4. Subnet Mask and Network ID

Subnet Mask: A 32-bit number that separates the network and host portions of an IP address. It shows which bits are for the network.

• Format: Four octets (e.g., 255.255.255.0) or CIDR (e.g., /24).
• Binary: 255.255.255.0 = 11111111.11111111.11111111.00000000 (24 bits for network, 8 for hosts).

Network ID: The first IP address in a subnet, identifying the network. Found using bitwise AND (1 AND 1 = 1, else 0).

Broadcast Address: The last IP in a subnet, used to send data to all devices in that subnet.

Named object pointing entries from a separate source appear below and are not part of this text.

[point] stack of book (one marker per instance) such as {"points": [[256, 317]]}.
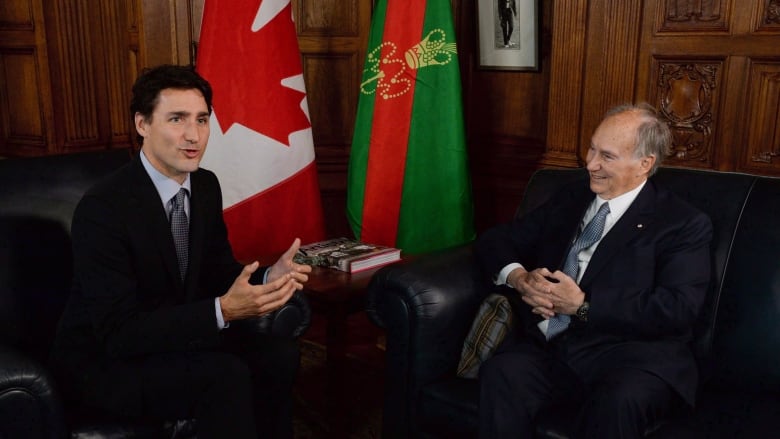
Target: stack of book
{"points": [[346, 255]]}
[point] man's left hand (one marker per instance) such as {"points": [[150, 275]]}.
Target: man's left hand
{"points": [[560, 289], [286, 265]]}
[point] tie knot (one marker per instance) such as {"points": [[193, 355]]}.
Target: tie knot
{"points": [[603, 210], [178, 200]]}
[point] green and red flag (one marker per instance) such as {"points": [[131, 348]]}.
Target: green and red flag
{"points": [[409, 184]]}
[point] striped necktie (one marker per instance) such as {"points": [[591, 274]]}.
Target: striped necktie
{"points": [[571, 266], [180, 230]]}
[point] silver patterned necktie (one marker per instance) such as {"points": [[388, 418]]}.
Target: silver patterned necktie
{"points": [[571, 266], [180, 229]]}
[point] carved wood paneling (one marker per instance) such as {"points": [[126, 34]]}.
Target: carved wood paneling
{"points": [[762, 118], [694, 16], [331, 18], [686, 95], [611, 57]]}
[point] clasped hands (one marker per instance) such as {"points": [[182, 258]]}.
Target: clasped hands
{"points": [[244, 300], [547, 293]]}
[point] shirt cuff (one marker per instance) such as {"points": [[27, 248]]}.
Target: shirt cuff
{"points": [[504, 273], [220, 320]]}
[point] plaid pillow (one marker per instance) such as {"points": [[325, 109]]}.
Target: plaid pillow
{"points": [[493, 322]]}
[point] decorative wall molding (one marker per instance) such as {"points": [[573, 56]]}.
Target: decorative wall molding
{"points": [[694, 16], [686, 94]]}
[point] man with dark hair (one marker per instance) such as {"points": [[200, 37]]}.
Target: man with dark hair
{"points": [[612, 273], [155, 325]]}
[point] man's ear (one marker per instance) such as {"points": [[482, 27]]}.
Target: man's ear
{"points": [[140, 124], [647, 163]]}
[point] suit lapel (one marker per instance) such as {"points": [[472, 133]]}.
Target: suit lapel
{"points": [[634, 221], [147, 200]]}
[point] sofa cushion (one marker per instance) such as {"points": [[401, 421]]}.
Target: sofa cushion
{"points": [[450, 408], [490, 327]]}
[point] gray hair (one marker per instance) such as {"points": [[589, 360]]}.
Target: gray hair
{"points": [[653, 136]]}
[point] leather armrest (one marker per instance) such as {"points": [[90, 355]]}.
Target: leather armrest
{"points": [[426, 306], [29, 403], [291, 320]]}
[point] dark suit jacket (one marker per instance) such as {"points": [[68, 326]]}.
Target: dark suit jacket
{"points": [[646, 281], [128, 300]]}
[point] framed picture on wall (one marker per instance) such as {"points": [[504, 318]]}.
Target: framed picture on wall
{"points": [[508, 34]]}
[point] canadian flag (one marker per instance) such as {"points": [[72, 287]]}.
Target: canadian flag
{"points": [[261, 145]]}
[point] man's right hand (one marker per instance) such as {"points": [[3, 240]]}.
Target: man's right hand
{"points": [[244, 300], [534, 288]]}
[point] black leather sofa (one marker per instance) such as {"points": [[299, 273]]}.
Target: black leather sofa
{"points": [[37, 199], [427, 306]]}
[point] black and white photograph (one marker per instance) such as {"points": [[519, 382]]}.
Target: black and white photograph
{"points": [[508, 34]]}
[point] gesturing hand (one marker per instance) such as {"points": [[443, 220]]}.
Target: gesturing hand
{"points": [[285, 265], [244, 300]]}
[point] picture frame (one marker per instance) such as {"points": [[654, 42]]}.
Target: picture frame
{"points": [[520, 51]]}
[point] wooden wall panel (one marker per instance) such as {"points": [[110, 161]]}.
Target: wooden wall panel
{"points": [[709, 67], [610, 62], [332, 102], [24, 78], [688, 16], [75, 94], [569, 37], [22, 121], [506, 119], [328, 18], [686, 94], [332, 35], [762, 119]]}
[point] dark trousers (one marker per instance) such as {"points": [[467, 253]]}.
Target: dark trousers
{"points": [[526, 377], [241, 390]]}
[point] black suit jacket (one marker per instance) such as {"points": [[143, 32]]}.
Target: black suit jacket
{"points": [[128, 299], [646, 281]]}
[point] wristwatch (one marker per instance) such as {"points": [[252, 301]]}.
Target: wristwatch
{"points": [[582, 311]]}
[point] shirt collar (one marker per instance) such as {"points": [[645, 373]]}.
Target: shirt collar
{"points": [[166, 187], [619, 204]]}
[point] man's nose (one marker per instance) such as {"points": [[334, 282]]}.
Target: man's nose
{"points": [[191, 132]]}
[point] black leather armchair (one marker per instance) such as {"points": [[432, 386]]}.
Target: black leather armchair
{"points": [[37, 199], [427, 306]]}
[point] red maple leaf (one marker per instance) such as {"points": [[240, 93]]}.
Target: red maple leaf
{"points": [[246, 68]]}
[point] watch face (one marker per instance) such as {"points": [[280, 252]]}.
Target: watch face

Example: IP 192.168.1.100, Mask 255.255.255.0 (/24)

1. Convert to Binary:
   • IP: 11000000.10101000.00000001.01100100
   • Mask: 11111111.11111111.11111111.00000000
2. Bitwise AND: Result = 11000000.10101000.00000001.00000000 = 192.168.1.0 (Network ID).
3. Broadcast Address: Last IP = 192.168.1.255.

Another Example: IP 172.16.10.50/20

1. Subnet Mask: /20 = 255.255.240.0 (11111111.11111111.11110000.00000000).
2. Binary AND:
   • IP: 10101100.00010000.00001010.00110010
   • Mask: 11111111.11111111.11110000.00000000
   • Result: 10101100.00010000.00000000.00000000 = 172.16.0.0 (Network ID).
3. Broadcast Address: Block size = 256 - 240 = 16 (third octet). Broadcast = 172.16.15.255.

5. Public vs Private IPs

Private IPs: Used inside homes, offices, or companies. Not routable on the public internet.

• Ranges (RFC 1918):
  • 10.0.0.0 - 10.255.255.255 (/8, 16M addresses).
  • 172.16.0.0 - 172.31.255.255 (/12, 1M addresses).
  • 192.168.0.0 - 192.168.255.255 (/16, 65,536 addresses).
• Use: Saves public IPs, enhances security by isolating networks, uses NAT to connect to the internet.
• Communication: Supports unicast (individual devices) and broadcast (all devices in subnet).

Public IPs: Unique addresses routable on the internet, assigned by ISPs or IANA.

• Example: 8.8.8.8 (Google DNS).
• Problem: Limited IPv4 addresses due to exhaustion.
• Communication: Supports unicast and broadcast.

Interview Preparation Tips

• Understand Basics: Know IPv4 (4 numbers, limited), IPv6 (long addresses, future-proof), unicast (one-to-one), broadcast (all devices, IPv4 only), multicast (group communication).
• Why CIDR: Classful addressing wastes IPs with fixed sizes; CIDR is flexible, saves IPs, and supports efficient routing.
• Subnetting: Practice splitting /24 or /27 into subnets. List network ID, usable IPs, and broadcast address.
• Binary Math: Be quick at binary-to-decimal conversion and bitwise AND for Network ID.
• Explain Simply: Use analogies like “Subnetting is cutting a pizza. Unicast is a private call, broadcast is shouting, multicast is a group chat.”
• Common Questions:
  • Divide 192.168.1.0/24 into 4 subnets and list ranges, network ID, and broadcast.
  • Why use CIDR instead of classful addressing?
  • Explain unicast, broadcast, multicast with examples.
  • Calculate Network ID and Broadcast Address for an IP and mask.